We created a new cap for the device. This cap built on the latch mechanism of the previous design but added a locking mechanism so that it would be impossible for the tube to get tied up on something and pop out. This was a suggestion of our client Dr. Abadi. We were initially reluctant to adopt this design because we knew that 3D printers could not produce threading with which to lock two parts together. However, we realized that by adding a gap between the top and bottom of the latch mechanism, we could insert the tube top and secure it into place.

 

Since the PCB took a lot of time to develop, we decided to build a perf-board on the side. This was just in case the PCB could not be built in time for the final prototype. A perf-board would still involve using some wires, but it would be cleaner than the breadboard design. However, in the end, we managed to etch the PCB and verify that it worked.

Wednesday:

A lot of our materials arrived! We received our float sensor (this was to replace the exposed wires in the reservoir) and our pressure sensor. The float sensor worked like expected, however, we could not attach the pressure sensor to our tubing. We decided to order a new sensor that had threading that would allow us to connect it to our tubing. This new sensor also worked in a range of pressures that was closer to the ones we were operating in (0-1atm). Since this pressure sensor outputs a small signal (70mV to 130mV) so we also looked for a differential amplifier with which to read the signal accurately. This required an extensive amount of research and took up a significant portion of the day.
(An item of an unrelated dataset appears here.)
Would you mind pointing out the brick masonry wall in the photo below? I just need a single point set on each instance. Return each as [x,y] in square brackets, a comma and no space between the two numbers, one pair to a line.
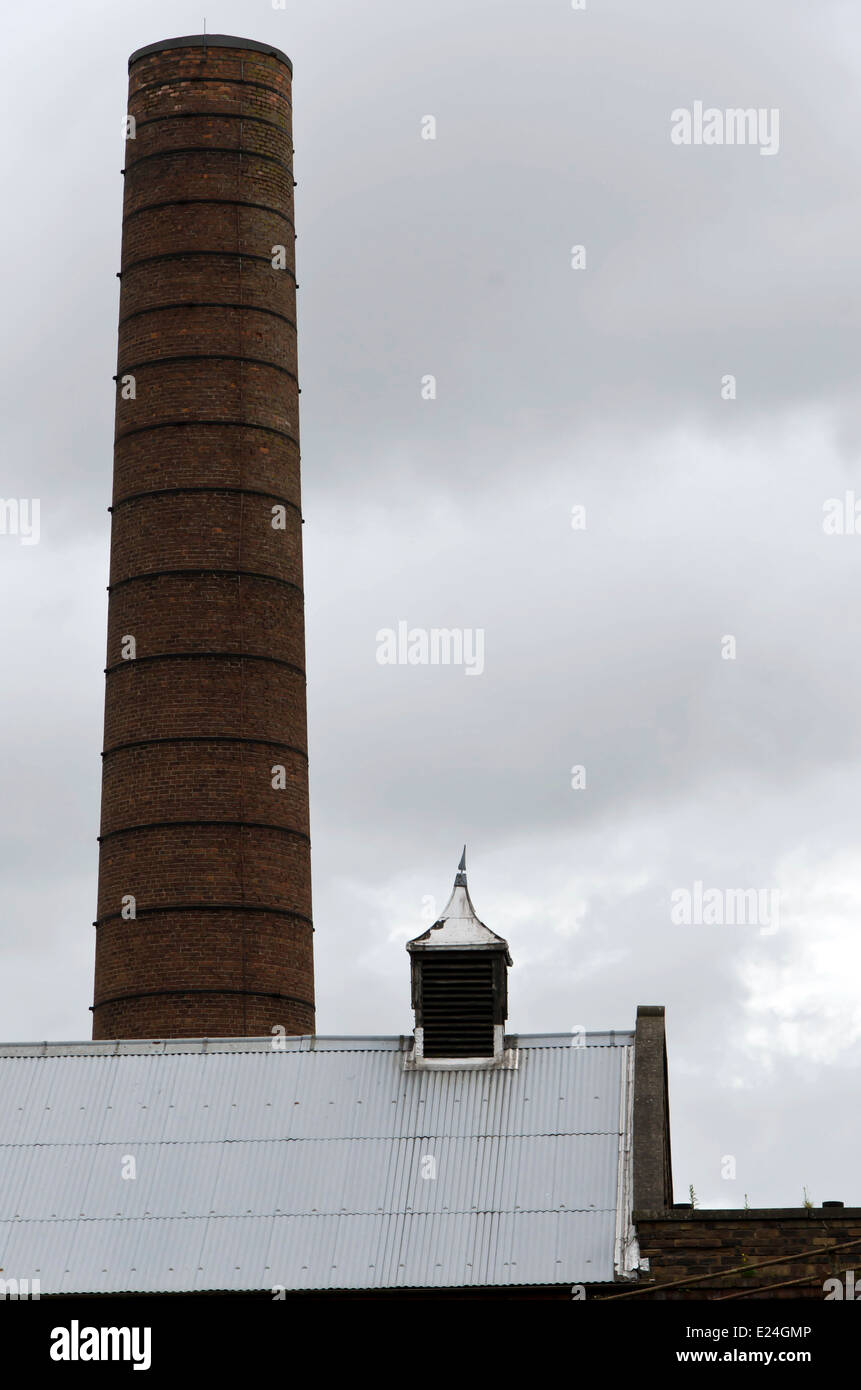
[698,1243]
[206,458]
We also began the testing stage by summing up the materials cost of our device and comparing it to our design criteria. Our device is under $200 so it passed!

Thursday:

Our PCB was complete, however, we realized that we would need to separate the LCD and LEDs from the rest of the board. This would allow us to insert the LCD/LED on the top of the lunchbox and thus make the design more discrete. We designed and printed this new board but are yet to test it.

The cap also required some redesign. We realized that the mold we made on Tuesday was not very successful: the walls were very thin and we were unable to insert the bottom component of the mold into the cap. As a result, we decided to make a new mold: this one allowed us to verify that the mold had been inserted properly into the cap and had wider walls for the cap.

We also carried out testing throughout the day. We gathered user feedback on our alarm system, and measured the sound level of our pump. Our pump came in under 40dB so it passed. We have not finished gathering feedback on the alarm system but we are pretty close.